Plus tard, elle dit à Martha que les vaches lui semblent bien jeunes pour être abattues, pas même traites. Martha explique qu’à cette époque le prix du lait s’effondre et que les fermiers ne peuvent pas se permettre de garder leurs vaches. Ils les mettent donc sur le marché.
Quand les ouvriers reviennent de leur déjeuner, ils remettent leurs tabliers jaunes et retournent à leurs tâches. Seuls deux hommes travaillent dans la salle d’abattage. « Danny se charge de trancher les gorges, de décapiter les bêtes et de laver les têtes, puis il coupe les sabots avant et fait entrer une autre vache. » L’autre homme, à sept mètres de là sur une plateforme, retire la peau avec une scie électrique. Quand il a terminé, le convoyeur entraine la vache vers une autre zone.
Sue Coe voit entrer un homme qu’elle n’avait pas encore remarqué. Il donne trois ou quatre coups de pied violents à la vache blessée pour tenter de la faire se lever, mais elle ne peut pas. Danny se penche dans la boîte métallique et tente de l’assommer de son pistolet pneumatique, qui enfoncera une balle de douze centimètres dans son cerveau. Quand il pense avoir un bon angle de visée, il tire et « il y a un violent claquement exactement comme celui d’un pistolet normal ».
Danny appuie sur un bouton et la paroi métallique de l’enclos se soulève, découvrant la vache gisant là.
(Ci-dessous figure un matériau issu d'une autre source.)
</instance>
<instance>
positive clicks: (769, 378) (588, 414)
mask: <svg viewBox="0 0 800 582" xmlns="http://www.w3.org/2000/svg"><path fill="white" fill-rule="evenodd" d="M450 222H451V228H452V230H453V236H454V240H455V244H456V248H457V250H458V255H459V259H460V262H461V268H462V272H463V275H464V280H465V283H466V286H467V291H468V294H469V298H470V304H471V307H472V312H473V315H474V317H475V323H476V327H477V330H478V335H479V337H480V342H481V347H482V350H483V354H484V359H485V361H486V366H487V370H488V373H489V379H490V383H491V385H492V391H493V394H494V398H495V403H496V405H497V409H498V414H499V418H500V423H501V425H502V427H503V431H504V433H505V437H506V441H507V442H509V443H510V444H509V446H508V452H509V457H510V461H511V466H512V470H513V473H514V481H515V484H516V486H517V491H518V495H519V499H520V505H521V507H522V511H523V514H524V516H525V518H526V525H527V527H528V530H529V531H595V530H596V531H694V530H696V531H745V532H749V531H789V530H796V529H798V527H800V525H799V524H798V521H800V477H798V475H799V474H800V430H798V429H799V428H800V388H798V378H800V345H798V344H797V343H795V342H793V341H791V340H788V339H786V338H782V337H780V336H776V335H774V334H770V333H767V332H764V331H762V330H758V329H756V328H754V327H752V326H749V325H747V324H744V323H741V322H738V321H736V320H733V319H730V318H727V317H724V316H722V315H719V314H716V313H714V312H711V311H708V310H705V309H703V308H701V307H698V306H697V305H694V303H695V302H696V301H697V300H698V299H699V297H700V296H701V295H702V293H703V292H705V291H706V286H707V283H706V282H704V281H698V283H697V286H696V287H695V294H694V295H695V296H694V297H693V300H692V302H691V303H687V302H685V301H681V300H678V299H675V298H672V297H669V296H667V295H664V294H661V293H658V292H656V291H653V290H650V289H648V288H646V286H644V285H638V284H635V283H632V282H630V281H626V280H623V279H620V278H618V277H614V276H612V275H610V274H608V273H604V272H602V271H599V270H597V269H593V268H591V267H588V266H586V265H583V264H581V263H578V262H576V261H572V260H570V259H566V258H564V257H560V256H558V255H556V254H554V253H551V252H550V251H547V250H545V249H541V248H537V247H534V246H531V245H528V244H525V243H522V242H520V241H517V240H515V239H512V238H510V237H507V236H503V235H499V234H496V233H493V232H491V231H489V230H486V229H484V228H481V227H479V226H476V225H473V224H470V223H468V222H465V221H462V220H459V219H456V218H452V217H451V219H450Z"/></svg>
Il s’en approche, attache une chaîne à l’une de ses pattes arrière et la soulève. Elle lutte, ses pattes s’agitent tandis qu’elle s’élève, la tête en bas. Sue Coe remarque que certaines vaches sont totalement assommées et d’autres pas du tout. « Elles se débattent comme des folles pendant que Danny leur tranche la gorge exécutant son oeuvre, Danny parle à celles qui ne sont pas assommées : "Allez, ma fille, sois gentille !" » Sue regarde le sang gicler « comme si tous les êtres vivants étaient des récipients mous qui n’attendaient que d’être percés ». Danny s’approche de la porte et fait avancer la prochaine vache d’un coup de bâton électrique. Il y a beaucoup de résistance et de coups de sabots, car les vaches sont terrifiées. Tandis qu’il les force à entrer dans l’enclos où elles sont assommées, Danny répète d’une voix chantante : « Allez, ma fille ! »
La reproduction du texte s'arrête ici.